I'm spending Christmas at Dslot's house from now on!! :lol: :hat: :thumbsup:


----------



## LeeRoy98 (Jul 8, 2005)

Thanks to all for the replies, a lot of very interesting nostalgia. The new one I received is similar to the tan one in Dslot's post except mine has a black wheel with the MPH dial.
I opened the back and the wire from the brake to the bulb like component is broken... I will have to look into fixing it. Does anyone have any idea how this controller with brakes was wired to the track?

Thanks,
Gary
AKA LeeRoy98
www.marioncountyraceway.com


----------



## Dslot (Sep 2, 2007)

LeeRoy98 said:


> Does anyone have any idea how this controller with brakes was wired to the track?


Hey Gary,

Here are the original Aurora instruction drawings, courtesy of ModelMotorist.com. 

-- D


----------



## Dslot (Sep 2, 2007)

slotcarman12078 said:


> I'm spending Christmas at Dslot's house from now on!! :lol: :hat: :thumbsup:


 Chuckle. Thanks, Joe. I'll start getting the guest room ready. :wave:

Here are a couple more pics of the layout. It's Aurora lock & joiner track, set up as a highway display, with lanes running in opposite directions. There were two independent loops, so with one car per lane, four cars could constantly run at a time, though occasionally it was necessary to clear up a collision at the crossing (which usually became a pileup at the crossing by the time you got to it). 

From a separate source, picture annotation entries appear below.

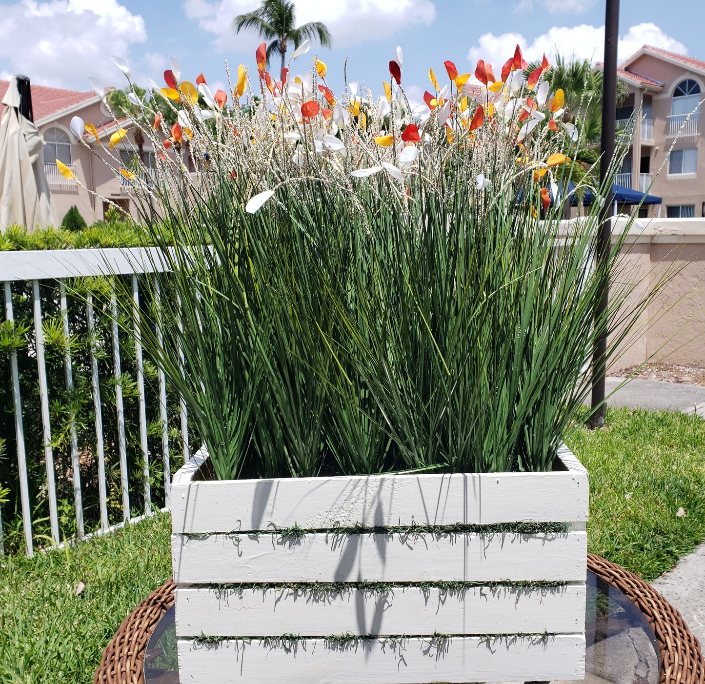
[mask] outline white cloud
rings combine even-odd
[[[537,36],[529,44],[520,33],[503,33],[496,36],[485,33],[480,36],[478,44],[470,48],[467,59],[471,63],[484,59],[493,65],[503,64],[513,54],[518,44],[527,61],[540,59],[544,53],[550,61],[556,61],[556,53],[565,59],[589,59],[602,61],[604,54],[605,27],[581,24],[579,26],[553,26],[546,33]],[[686,54],[685,46],[668,35],[656,24],[645,22],[632,26],[621,36],[618,44],[618,57],[626,59],[642,45],[654,45],[673,52]]]
[[[162,54],[161,52],[145,52],[142,59],[147,66],[147,71],[154,80],[157,80],[157,78],[154,74],[159,76],[168,68],[168,60],[166,59],[166,55]]]
[[[55,87],[88,90],[88,76],[122,86],[110,56],[146,40],[142,18],[117,0],[21,0],[0,11],[0,71]]]
[[[250,52],[261,42],[252,33],[233,34],[231,23],[238,14],[259,6],[258,0],[185,0],[186,16],[198,20],[204,31],[215,35],[220,50]],[[436,18],[431,0],[298,0],[296,23],[321,21],[331,31],[335,47],[349,47],[384,38],[417,24],[429,25]]]
[[[515,12],[532,10],[539,4],[551,14],[582,14],[591,9],[596,0],[520,0]]]

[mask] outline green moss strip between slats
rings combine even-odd
[[[271,525],[266,530],[232,530],[228,532],[184,532],[182,536],[203,539],[216,535],[223,536],[246,535],[261,537],[268,535],[277,536],[283,539],[297,539],[307,535],[565,535],[570,531],[570,523],[538,523],[529,520],[522,523],[498,523],[490,525],[455,523],[453,525],[355,525],[344,527],[333,525],[330,527],[301,527],[297,524],[290,527]]]
[[[427,642],[429,647],[435,647],[439,651],[448,649],[448,642],[453,638],[467,638],[472,637],[479,639],[481,642],[496,642],[506,640],[511,643],[517,639],[531,639],[532,642],[545,642],[548,639],[558,636],[556,633],[517,633],[512,634],[441,634],[434,632],[433,634],[396,634],[386,637],[373,636],[372,635],[357,635],[347,633],[345,634],[333,634],[329,636],[302,636],[300,634],[283,634],[276,637],[247,637],[232,638],[230,637],[212,637],[202,634],[194,637],[192,641],[195,645],[205,648],[217,647],[225,641],[238,642],[243,646],[251,643],[253,639],[259,639],[267,648],[283,648],[287,653],[295,649],[298,644],[302,642],[322,640],[326,647],[331,650],[345,650],[355,649],[360,644],[376,641],[381,645],[391,648],[398,647],[403,649],[406,642],[410,639],[423,639]]]
[[[569,582],[551,580],[500,580],[490,582],[469,582],[463,580],[439,580],[436,582],[238,582],[229,584],[200,585],[199,588],[211,589],[219,599],[231,594],[242,594],[245,591],[288,591],[295,594],[310,594],[331,600],[357,590],[366,594],[384,594],[396,589],[419,589],[424,594],[437,589],[442,594],[463,596],[470,589],[508,589],[512,591],[546,591],[549,589],[563,589]]]

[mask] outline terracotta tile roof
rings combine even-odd
[[[9,81],[0,80],[0,100],[5,96]],[[50,88],[46,85],[32,85],[32,109],[35,114],[35,121],[39,121],[51,114],[61,111],[73,104],[95,97],[95,93],[78,92],[76,90],[63,90],[61,88]],[[0,115],[5,106],[0,104]]]
[[[595,66],[604,71],[604,62],[596,62]],[[659,88],[663,87],[663,84],[661,81],[657,81],[654,78],[649,78],[646,76],[642,76],[640,73],[637,73],[636,71],[630,71],[629,69],[622,69],[618,67],[617,74],[623,78],[630,78],[632,80],[643,83],[644,85],[653,85]]]
[[[678,52],[671,52],[670,50],[664,50],[661,47],[654,47],[653,45],[644,45],[644,49],[651,50],[652,52],[658,52],[659,54],[670,57],[688,66],[694,67],[701,71],[705,71],[705,61],[701,59],[696,59],[694,57],[689,57],[685,54],[679,54]]]

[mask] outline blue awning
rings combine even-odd
[[[572,183],[568,185],[571,195],[572,195],[575,188],[575,185]],[[642,198],[644,199],[643,202],[642,202]],[[589,190],[585,190],[585,198],[582,201],[583,204],[591,204],[592,194]],[[614,183],[612,185],[612,201],[620,204],[638,204],[640,202],[644,204],[660,204],[663,200],[655,195],[639,193],[638,190],[632,190],[630,188],[623,188],[621,185]],[[577,204],[577,198],[574,197],[571,204]]]

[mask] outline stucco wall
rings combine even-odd
[[[623,226],[618,221],[615,232]],[[660,289],[611,367],[649,359],[705,367],[705,219],[654,219],[643,229],[633,226],[629,240],[613,285],[634,287],[624,312]]]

The town buildings were Fifties Plasticville designs, plus some nice old lighted German composition houses from my childhood train set c.1952 and a couple of later German plastic ones. The farm is from that stunning series of Revell model-railroad kits, designed in the Fifties by pioneer styrene-craftsman Alan Armitage, and still among the best building kits ever made - the occasional sagging timber, missing shingle, split siding board, steps worn more in the center than at the edges, and other subtle signs of wear and use made these kits outstanding and convincing. The background buildings are just simple wood-block shapes with paint and stamped-on windows that I found at a garage sale.










The steering wheel controllers are on a shelf, hidden behind the snow cloth, where it drapes down at the table edge. Each lane got constant medium power, but I had to isolate the power rails going up the bridge and gave them higher voltage to help the thin-tired original T-jet chassis get up them. Then I had to put tape over the rails to cut power to the car just before reaching the top; otherwise they'd go airborne.

Here's the overall view again.










Cheers,
D


----------